13 years 11 months ago
Just saw this

http://www.alan.com/2010/12/04/look-for-white-house-congress-deal-to-keep-bush-tax-cuts-in-return-for-jobless-benefits/

It says Obama will trade Republican tax policy for extension of unemployment benefits.  We will know in a couple days.  It may be just a trial balloon to see how much static either side generates.
13 years 12 months ago
''That would be some sort of victory.''


Why would it be a victory?  You could argue on basic economics it would be a defeat for the American people, especially the poor.  It would be another example of the anti social justice practiced by the Democrats. 
Gail Grazie
13 years 12 months ago
There are children in this country whose only meal of the day is the one they eat at school on the federal free and reduced lunch program. I don't understand how feeding the children is anti social justice.
ed gleason
13 years 12 months ago
I say let all the tax cuts expire and so call the Republican bluff. The republicans say the extention of un-employment needs to be funded. The new taxes are the funds..
read em and weep/.. [nobody mentions that the over 250k earners only pay the higher rate on the over 250k income... so 300K pays the higher rate only on the 50K  so so sad..]
13 years 12 months ago
'There are children in this country whose only meal of the day'

I am sure there are some children that meet this description.  In these cases something should be done.  But the cause of this situation can most likely be laid at the foot of the Democrat Party and their policies.

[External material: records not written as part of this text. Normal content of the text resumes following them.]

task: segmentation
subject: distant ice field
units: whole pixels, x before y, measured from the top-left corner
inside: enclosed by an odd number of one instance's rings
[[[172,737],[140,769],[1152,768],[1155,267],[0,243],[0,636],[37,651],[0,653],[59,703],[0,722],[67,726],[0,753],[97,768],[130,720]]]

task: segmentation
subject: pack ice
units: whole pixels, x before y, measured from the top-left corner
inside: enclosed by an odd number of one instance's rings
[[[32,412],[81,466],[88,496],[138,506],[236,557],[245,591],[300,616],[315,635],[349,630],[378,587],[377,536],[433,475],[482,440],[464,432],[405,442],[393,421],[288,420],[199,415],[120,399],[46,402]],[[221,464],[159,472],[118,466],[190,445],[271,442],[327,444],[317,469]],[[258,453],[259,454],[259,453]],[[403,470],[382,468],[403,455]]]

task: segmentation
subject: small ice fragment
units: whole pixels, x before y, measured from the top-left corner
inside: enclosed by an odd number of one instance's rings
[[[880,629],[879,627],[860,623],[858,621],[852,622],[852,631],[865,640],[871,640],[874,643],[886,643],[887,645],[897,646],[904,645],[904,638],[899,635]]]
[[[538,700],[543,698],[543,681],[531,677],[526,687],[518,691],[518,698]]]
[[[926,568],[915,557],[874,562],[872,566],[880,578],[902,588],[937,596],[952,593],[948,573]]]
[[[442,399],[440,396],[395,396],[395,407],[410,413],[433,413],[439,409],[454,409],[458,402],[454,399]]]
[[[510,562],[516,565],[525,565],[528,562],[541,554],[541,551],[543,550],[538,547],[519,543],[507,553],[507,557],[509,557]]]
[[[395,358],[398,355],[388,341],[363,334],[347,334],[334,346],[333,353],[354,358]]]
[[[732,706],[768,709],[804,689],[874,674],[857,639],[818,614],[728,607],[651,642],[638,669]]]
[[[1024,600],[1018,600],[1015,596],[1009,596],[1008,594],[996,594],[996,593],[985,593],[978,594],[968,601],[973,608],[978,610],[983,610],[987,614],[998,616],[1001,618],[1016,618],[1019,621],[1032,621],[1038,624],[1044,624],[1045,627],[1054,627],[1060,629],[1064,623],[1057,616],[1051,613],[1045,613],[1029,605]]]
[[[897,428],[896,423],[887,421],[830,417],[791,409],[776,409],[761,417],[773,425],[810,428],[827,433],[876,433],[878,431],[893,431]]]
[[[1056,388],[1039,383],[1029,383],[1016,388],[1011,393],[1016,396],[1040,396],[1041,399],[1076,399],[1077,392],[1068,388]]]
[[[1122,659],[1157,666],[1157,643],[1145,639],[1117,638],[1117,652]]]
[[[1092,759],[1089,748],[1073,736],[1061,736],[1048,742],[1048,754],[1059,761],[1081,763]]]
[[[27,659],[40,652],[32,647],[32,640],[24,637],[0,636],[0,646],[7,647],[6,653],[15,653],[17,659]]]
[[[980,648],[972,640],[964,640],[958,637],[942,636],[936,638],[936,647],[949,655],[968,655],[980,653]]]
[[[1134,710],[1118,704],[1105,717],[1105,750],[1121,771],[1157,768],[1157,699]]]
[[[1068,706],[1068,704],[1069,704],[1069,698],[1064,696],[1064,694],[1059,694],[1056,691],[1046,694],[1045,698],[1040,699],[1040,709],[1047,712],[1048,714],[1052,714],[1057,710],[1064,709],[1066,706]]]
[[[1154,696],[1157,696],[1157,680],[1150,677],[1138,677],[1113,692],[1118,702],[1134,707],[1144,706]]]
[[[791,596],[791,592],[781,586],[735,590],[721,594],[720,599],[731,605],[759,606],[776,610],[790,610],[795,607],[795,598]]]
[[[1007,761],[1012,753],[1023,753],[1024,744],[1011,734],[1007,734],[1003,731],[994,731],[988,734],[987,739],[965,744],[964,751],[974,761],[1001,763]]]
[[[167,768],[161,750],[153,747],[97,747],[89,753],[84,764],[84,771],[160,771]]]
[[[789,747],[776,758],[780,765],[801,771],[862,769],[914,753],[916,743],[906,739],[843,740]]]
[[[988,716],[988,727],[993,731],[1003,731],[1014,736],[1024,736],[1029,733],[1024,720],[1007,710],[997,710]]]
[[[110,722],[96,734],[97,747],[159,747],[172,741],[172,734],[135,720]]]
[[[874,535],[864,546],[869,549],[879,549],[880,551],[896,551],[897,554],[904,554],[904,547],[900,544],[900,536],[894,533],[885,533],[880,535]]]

It was only a short time ago that the main dietary problem with the poor was obesity.
13 years 12 months ago
'nobody mentions that the over 250k earners only pay the higher rate on the over 250k income... so 300K pays the higher rate only on the 50K  so so sad..'

The thing that many here miss is how this money will be spent and what effect the marginal tax rates have on that spending.  Much of it will be invested, and this will create jobs for those out of work.  Without this investment, more poor out of work.  Giving money to the federal government does not produce any jobs because it does not fuel investment.  That is why if one group should be spared an increase in taxes is those who make more than $250,000 and the taxes should be made permanent which will affect behavior much more than short term changes.

Taxes are a dynamic phenomena and static.  All the statistics quoted are static and we learned when taxes were reduced during the Reagan administration that tax revenues actually increased with the lower rates.  The same result happened with the Bush tax cuts.  The rich actually paid much more in taxes after the tax reductions and revenues went up.  So reverse it and tax revenues will go down.
William Kurtz
13 years 12 months ago
On the other hand, Republicans warned that if Bill Clinton raised taxes in 1993 to the rates that would be reinstated if the Bush cuts expire, it would lead to a depression. Instead we had a long stretch of prosperity and balanced the budget, and I don't recall the rich suffering.